Re: Higgenbotham's Dark Age Hovel

Post by Higgenbotham »

UPS workers vote to strike, setting stage for biggest walkout since 1959

BY IRINA IVANOVA

UPDATED ON: JUNE 16, 2023 / 12:35 PM / MONEYWATCH


UPS workers are gearing up for a potential strike that would be the biggest U.S. labor walkout since the 1950s.

Members of the Teamsters union, which represents about 340,000 workers at the package delivery company, voted overwhelmingly on Friday to strike if no agreement is reached with UPS by the time the current contract expires on July 31.

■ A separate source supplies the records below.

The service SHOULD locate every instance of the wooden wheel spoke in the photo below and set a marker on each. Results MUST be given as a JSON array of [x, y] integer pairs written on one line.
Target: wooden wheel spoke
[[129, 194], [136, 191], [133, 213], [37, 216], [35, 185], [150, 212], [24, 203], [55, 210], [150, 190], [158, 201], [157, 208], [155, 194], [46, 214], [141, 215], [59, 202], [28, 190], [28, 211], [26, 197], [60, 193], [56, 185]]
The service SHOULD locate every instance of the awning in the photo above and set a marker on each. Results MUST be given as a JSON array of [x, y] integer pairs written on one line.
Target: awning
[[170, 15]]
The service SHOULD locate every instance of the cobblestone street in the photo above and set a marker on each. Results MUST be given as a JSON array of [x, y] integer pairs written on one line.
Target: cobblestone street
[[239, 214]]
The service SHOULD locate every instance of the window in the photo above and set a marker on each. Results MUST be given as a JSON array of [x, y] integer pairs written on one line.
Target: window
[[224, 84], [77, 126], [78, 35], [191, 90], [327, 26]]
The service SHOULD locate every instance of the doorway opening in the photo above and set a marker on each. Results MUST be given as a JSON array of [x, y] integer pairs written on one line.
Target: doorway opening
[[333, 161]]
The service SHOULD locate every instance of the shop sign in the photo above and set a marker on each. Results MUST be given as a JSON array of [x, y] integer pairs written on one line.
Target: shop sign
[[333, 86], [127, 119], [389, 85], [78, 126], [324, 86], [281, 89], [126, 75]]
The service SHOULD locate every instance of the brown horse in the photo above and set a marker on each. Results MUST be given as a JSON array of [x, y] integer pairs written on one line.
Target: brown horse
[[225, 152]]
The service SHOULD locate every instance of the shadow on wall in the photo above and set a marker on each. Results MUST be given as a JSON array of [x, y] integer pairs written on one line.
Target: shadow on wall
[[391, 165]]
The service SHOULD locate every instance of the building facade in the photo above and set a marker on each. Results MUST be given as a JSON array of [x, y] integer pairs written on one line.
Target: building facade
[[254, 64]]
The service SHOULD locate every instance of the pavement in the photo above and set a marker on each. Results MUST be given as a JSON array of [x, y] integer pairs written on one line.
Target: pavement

"If this multibillion-dollar corporation fails to deliver on the contract that our hardworking members deserve, UPS will be striking itself," Teamsters President Sean O'Brien said in a statement. "The strongest leverage our members have is their labor and they are prepared to withhold it to ensure UPS acts accordingly."

Some 97% of voting members approved a strike, although the voting turnout was not immediately known.

The union is seeking higher pay; the elimination of so-called two-tier wages, where newer workers are paid less than older employees for the same job; the removal of surveillance cameras from delivery trucks; and more full-time jobs.
https://www.cbsnews.com/news/ups-strike ... -60-years/
While the periphery breaks down rather slowly at first, the capital cities of the hegemon should collapse suddenly and violently.